The same holds true for the pseudofollicular hydrosalpinx, which differs from the simplex type only in its cross section. Here the tubal folds may have been preserved to a certain extent but have grown together at their opposing ridges and branches, forming a labyrinth of hollow spaces. This pseudofollicular hydrosalpinx is said to be most often the result of gonorrheal infection but may also be encountered in chronic salpingitis of other origin.
The occlusion of the tube on its uterine end is not always tight. In rare cases, the tubal lumen is blocked in this section only by valvelike folds and may open if the hydrosalpinx becomes distended. This condition, which is characterized by the periodic escape of tubal contents and accompanied by colicky pain, is called “hydrops tubae proﬂuens.”

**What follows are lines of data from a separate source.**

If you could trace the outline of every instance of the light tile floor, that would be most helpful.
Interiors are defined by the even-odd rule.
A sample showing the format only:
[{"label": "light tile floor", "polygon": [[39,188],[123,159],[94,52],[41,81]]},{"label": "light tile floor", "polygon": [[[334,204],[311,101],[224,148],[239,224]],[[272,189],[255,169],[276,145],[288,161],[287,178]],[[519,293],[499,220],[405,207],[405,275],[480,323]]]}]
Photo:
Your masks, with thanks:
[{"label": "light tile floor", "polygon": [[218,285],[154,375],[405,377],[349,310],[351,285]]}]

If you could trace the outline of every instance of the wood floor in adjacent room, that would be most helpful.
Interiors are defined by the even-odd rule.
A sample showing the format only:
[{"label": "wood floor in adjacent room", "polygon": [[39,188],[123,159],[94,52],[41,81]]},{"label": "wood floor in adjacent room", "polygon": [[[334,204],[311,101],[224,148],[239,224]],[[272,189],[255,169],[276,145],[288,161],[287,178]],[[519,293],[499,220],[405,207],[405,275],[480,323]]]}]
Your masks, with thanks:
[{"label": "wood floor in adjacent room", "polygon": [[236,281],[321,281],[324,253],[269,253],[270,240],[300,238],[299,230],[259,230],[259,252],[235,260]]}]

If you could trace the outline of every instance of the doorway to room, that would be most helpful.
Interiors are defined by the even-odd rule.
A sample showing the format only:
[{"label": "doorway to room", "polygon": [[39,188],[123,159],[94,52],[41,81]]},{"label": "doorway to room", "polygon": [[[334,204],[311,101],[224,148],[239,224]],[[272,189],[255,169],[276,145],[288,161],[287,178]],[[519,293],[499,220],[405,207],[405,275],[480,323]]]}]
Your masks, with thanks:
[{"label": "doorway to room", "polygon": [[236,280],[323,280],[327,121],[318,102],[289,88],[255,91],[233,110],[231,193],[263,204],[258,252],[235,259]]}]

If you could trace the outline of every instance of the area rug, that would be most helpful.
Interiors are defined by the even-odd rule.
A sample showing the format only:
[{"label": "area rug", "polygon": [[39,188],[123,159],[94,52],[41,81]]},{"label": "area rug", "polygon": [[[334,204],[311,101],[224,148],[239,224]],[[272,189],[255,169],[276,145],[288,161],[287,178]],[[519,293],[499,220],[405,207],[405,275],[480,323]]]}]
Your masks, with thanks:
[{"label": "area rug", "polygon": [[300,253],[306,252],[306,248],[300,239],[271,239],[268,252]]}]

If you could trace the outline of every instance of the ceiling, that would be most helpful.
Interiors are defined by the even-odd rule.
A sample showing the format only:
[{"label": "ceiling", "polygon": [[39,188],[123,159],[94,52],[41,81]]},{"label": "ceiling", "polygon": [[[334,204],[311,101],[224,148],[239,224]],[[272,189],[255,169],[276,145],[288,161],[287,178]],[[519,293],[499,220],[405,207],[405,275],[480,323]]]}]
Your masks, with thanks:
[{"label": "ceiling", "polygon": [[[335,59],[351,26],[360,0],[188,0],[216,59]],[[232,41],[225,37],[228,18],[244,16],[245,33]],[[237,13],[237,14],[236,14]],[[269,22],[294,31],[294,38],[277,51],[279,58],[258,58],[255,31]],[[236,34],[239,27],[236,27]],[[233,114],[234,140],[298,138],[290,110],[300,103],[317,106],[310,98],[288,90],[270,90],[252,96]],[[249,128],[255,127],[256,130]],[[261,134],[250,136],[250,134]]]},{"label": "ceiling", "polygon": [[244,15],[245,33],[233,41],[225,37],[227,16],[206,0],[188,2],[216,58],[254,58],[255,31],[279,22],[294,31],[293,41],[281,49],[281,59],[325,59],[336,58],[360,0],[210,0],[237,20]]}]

In hydrosalpinx, the peritubal adhesions are often few and ﬁlmy, and hence torsion of an oviduct is no rare occurrence. Extravasation of blood into the twisted tube changes the hydrosalpinx into a hematosalpinx.
The diagnosis of hydrosalpinx, and incidentally also of pyosalpinx, is not always an easy one. They may be mistaken, particularly if they are very large, for ovarian cysts, although the latter are more movable. Laboratory pregnancy tests may prove useful in the differentiation from ectopic pregnancy. From a cooperative patient, one will always obtain a history of a past acute episode of pelvic infection, which, with the ﬁndings of the physical examination, will lead to the correct diagnosis. Although a patient may report a history of a past acute episode, the history of pelvic infection is usually not volunteered.
Surgical therapy for a hydrosalpinx (salpingectomy or salpingo-oöphorectomy) is curative. Neosalpingostomy may be considered when fertility is to be maintained, but the success of this procedure is inversely proportional to the size of the hydrosalpinx and is generally less than 15%. More often, in vitro fertilization, bypassing the damaged tubes, is recommended, though the success rates are lower in these patients. Prior to in vitro fertilization, removal of the affected hy rosalpinx improves implantation and pregnancy rates.